入所施設などの整備については、開設場所のほか 安定した運営ができる事業者の選定といった課題があり ますが、「障害のあるお子さんの親亡きあとの介護」と いった切実な声も聞いていますので、関係部署が連携 し、スピード感を持って取り組んでまいります。

 

行動障害を有する強度行動障害や重症心身障がい児・者の保護者の方からは、事業所と契約はできても、専門的に対応できる職員がいない、人員不足などにより事業所が受け入れ体制がとれないなど、実際は緊急時どこにも預ける所がなく困っているとの切実な声も伺っております。そこで区においても各事業所、障がい者本人、ご家族と連携を図り、緊急時にショートステイが利用できるよう努めて頂きたいと考えますが、区の考えをお示しください。

 

区の回答

 

次に、緊急時のショートステイ利用について、です。 緊急時,ショートステイに対応できる施設は、区内に複数か所ありますが、強度行動障害や重症心身障害に 対応できる施設は限られているのが実情です。 緊急時のショートステイ利用については、主に、利用者を支援する相談支援 専門員が、調整や事務手続きの代行などを行いますが、受け入れが難しい場合は、区や相談支援 専門員、事業所など関係者が連携をはかりながら、利用者に寄り添った支援をしています。 緊急時のショートステイ受け入れは、施設の人員体制など課題も多く、引き続き、学識経験者や障害福祉事業所、障害のある当事者も参加する北区自立支援協議会などで、ご意見等を伺いながら、有効な取り組みについて検討してまいります。

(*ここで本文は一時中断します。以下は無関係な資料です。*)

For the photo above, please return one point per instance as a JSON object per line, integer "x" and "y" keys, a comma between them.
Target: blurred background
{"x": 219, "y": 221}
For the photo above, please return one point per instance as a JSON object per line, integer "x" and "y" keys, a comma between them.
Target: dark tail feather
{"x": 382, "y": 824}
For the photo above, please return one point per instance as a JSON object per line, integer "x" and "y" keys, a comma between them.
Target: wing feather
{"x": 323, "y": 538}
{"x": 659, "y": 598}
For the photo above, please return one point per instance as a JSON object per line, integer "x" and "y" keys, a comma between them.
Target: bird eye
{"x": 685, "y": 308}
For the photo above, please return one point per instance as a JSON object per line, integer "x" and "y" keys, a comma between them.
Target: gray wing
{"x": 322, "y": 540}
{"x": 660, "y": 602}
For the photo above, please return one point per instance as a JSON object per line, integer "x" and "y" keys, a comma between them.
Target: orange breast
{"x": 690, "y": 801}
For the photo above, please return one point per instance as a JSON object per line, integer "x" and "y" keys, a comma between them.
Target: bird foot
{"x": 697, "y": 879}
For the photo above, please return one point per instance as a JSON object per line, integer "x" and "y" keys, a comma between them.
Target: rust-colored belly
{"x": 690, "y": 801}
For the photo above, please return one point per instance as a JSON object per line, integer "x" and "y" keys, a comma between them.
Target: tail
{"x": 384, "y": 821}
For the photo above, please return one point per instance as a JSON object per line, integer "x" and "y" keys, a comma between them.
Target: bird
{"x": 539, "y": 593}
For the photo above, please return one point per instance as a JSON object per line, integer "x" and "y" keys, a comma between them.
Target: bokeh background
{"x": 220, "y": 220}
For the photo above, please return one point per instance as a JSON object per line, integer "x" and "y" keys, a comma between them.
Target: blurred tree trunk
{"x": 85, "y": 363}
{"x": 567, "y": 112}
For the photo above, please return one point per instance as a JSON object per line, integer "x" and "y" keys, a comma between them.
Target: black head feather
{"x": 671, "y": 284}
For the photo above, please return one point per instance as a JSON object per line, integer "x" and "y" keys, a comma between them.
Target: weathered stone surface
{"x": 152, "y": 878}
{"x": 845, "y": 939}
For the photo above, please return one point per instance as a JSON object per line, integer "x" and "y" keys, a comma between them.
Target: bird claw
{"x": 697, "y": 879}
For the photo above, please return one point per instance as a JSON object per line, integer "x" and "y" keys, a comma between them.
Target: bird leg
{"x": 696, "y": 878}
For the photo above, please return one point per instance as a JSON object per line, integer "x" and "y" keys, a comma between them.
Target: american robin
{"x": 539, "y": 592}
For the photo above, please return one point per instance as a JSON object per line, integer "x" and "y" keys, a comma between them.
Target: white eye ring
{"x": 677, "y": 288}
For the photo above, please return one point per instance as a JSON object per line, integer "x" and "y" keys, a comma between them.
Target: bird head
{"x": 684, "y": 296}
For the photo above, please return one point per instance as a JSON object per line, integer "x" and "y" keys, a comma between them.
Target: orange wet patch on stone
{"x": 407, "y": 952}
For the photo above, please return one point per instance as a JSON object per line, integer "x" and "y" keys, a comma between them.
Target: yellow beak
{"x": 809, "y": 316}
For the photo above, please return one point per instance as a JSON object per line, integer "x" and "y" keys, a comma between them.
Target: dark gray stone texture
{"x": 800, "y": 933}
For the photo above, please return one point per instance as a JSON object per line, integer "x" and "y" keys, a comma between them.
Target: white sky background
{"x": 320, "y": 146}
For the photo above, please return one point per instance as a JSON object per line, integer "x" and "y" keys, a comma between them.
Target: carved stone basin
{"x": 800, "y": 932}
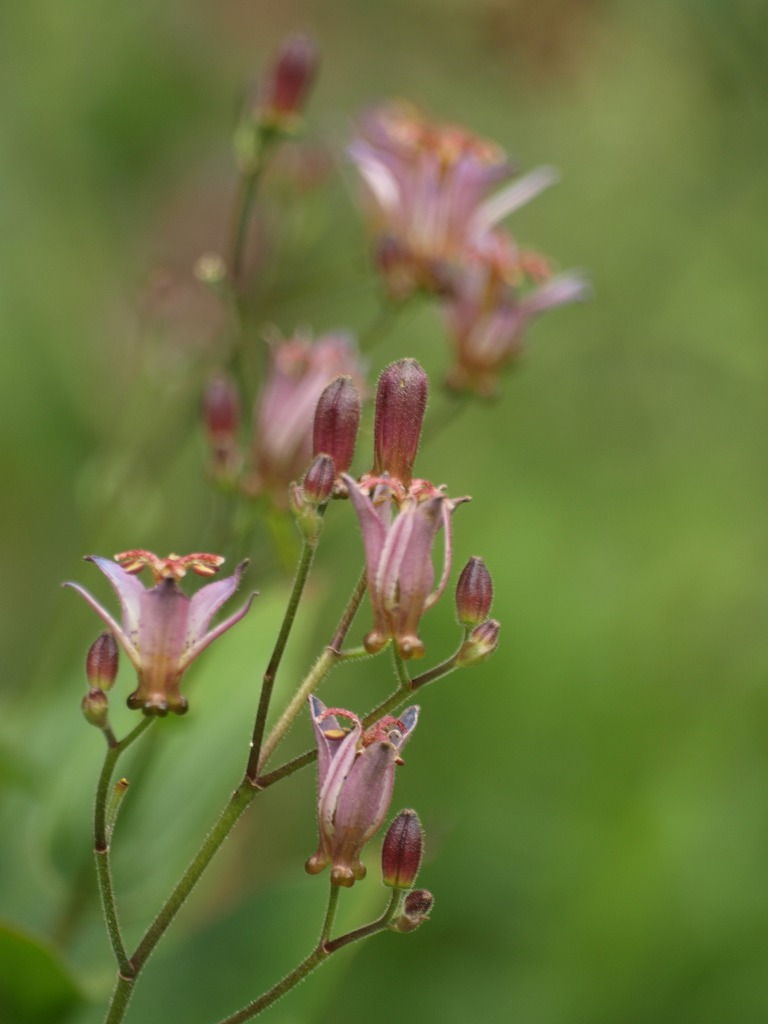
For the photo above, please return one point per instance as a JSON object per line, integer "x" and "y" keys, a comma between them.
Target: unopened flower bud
{"x": 290, "y": 79}
{"x": 401, "y": 852}
{"x": 318, "y": 481}
{"x": 474, "y": 592}
{"x": 95, "y": 708}
{"x": 416, "y": 908}
{"x": 480, "y": 644}
{"x": 400, "y": 403}
{"x": 336, "y": 420}
{"x": 221, "y": 419}
{"x": 101, "y": 663}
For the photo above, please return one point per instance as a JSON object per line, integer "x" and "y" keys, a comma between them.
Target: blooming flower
{"x": 428, "y": 185}
{"x": 398, "y": 559}
{"x": 500, "y": 290}
{"x": 355, "y": 775}
{"x": 285, "y": 412}
{"x": 163, "y": 630}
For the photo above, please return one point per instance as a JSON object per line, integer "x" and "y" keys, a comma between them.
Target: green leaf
{"x": 35, "y": 986}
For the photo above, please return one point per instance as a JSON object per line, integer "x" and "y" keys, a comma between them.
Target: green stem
{"x": 238, "y": 803}
{"x": 392, "y": 702}
{"x": 241, "y": 218}
{"x": 316, "y": 674}
{"x": 316, "y": 956}
{"x": 349, "y": 612}
{"x": 313, "y": 678}
{"x": 101, "y": 835}
{"x": 376, "y": 926}
{"x": 325, "y": 948}
{"x": 267, "y": 685}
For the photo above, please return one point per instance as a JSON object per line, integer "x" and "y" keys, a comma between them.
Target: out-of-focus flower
{"x": 95, "y": 708}
{"x": 337, "y": 418}
{"x": 398, "y": 560}
{"x": 429, "y": 186}
{"x": 221, "y": 421}
{"x": 101, "y": 663}
{"x": 474, "y": 592}
{"x": 415, "y": 910}
{"x": 355, "y": 775}
{"x": 500, "y": 290}
{"x": 479, "y": 645}
{"x": 285, "y": 411}
{"x": 163, "y": 630}
{"x": 288, "y": 82}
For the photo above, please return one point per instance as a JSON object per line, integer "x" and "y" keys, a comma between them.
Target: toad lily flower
{"x": 499, "y": 292}
{"x": 398, "y": 559}
{"x": 355, "y": 774}
{"x": 428, "y": 186}
{"x": 163, "y": 630}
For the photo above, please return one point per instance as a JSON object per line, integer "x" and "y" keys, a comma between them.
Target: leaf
{"x": 35, "y": 985}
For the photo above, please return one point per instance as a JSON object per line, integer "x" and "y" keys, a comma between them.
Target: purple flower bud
{"x": 285, "y": 412}
{"x": 336, "y": 420}
{"x": 474, "y": 592}
{"x": 290, "y": 79}
{"x": 221, "y": 418}
{"x": 401, "y": 852}
{"x": 95, "y": 707}
{"x": 416, "y": 909}
{"x": 101, "y": 663}
{"x": 355, "y": 776}
{"x": 480, "y": 644}
{"x": 318, "y": 481}
{"x": 400, "y": 403}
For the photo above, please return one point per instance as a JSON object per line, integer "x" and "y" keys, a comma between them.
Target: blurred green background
{"x": 595, "y": 796}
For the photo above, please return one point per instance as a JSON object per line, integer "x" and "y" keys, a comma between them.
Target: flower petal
{"x": 207, "y": 602}
{"x": 119, "y": 632}
{"x": 128, "y": 589}
{"x": 510, "y": 199}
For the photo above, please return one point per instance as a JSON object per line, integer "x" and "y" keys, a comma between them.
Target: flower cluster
{"x": 437, "y": 196}
{"x": 436, "y": 227}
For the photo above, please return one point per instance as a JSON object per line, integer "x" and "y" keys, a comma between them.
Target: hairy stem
{"x": 101, "y": 836}
{"x": 267, "y": 685}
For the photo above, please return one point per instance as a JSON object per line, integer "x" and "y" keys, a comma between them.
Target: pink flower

また区内には、重度身体障害者を対象としたグループホームが1カ所ありますが、18年間事業費は変わっていないため、近年の諸物価・人件費高騰により運営が厳しく、このままでは事業存続が難しくなると伺っております。区において対応すべきと考えますがいかがでしょうか。

 

区の回答

 

次に、重度 身体障害者を対象としたグループホー ムへの対応について、です。 重度身体障害者グループホームの運営補助は、東京都独自の制度として 開始されましたが、現在は、財政調整交付金の対象事業として区が実施しており、補助額は 東京都の障害者施策推進区市町村包括補助事業等 補助要綱に定める基準額を参考としています。 他区においては、独自の助成制度を設けている区もありますが、事業者の意向により、自立支援 給付費が交付される、障害者総合支援法の対象施設に移行した施設も複数あることを把握しています。 区としては、こうした動きも踏まえながら事業者との意見交換を進めるとともに、他区の動向を注視して まいります。

 

車いすを利用する肢体不自由児の保護者の方からは通常の車いすとは違い、大型で子どもたちの体に合わせた特別仕様になっているものが多く、外出時など多くの荷物が必要で車いすがかなりの重量になっており、坂道や子どもが大きくなった時大変に苦労されている方も多くいるとのことです。そこで車いす介助用電動アシストについて、国や都においては補装具としての認可は個別対応との見解と伺っておりますが、区からも周知並び補装具として認めて頂けるよう要望していただきたいと考えますが、いかがでしょうか。

 

区の回答

 

車いす介助用 電動アシストについて、です。 車いす介助用 電動アシストは、補装具 購入費用 助成の中で、一般的な補装具とは別の特例 補装具とされていますが、特例 補装具の対象とするには 様々な条 件があることや、最終的に東京都の判定となることな どから、補装具について相談があった際、相談内容など により個別にご案内しています。 引き続き、東京都による職員向けの講習会への参加 などを通し、特例 補装具の支給条件や 判定手続に関 する最新の情報収集に努め、特例 補装具の助成制度について、正確な情報をお伝えしてまいります。 なお、車いす介助用 電動アシストの一般的な補装具 としての取り扱いについては、国や東京都の動向を注 視してまいります。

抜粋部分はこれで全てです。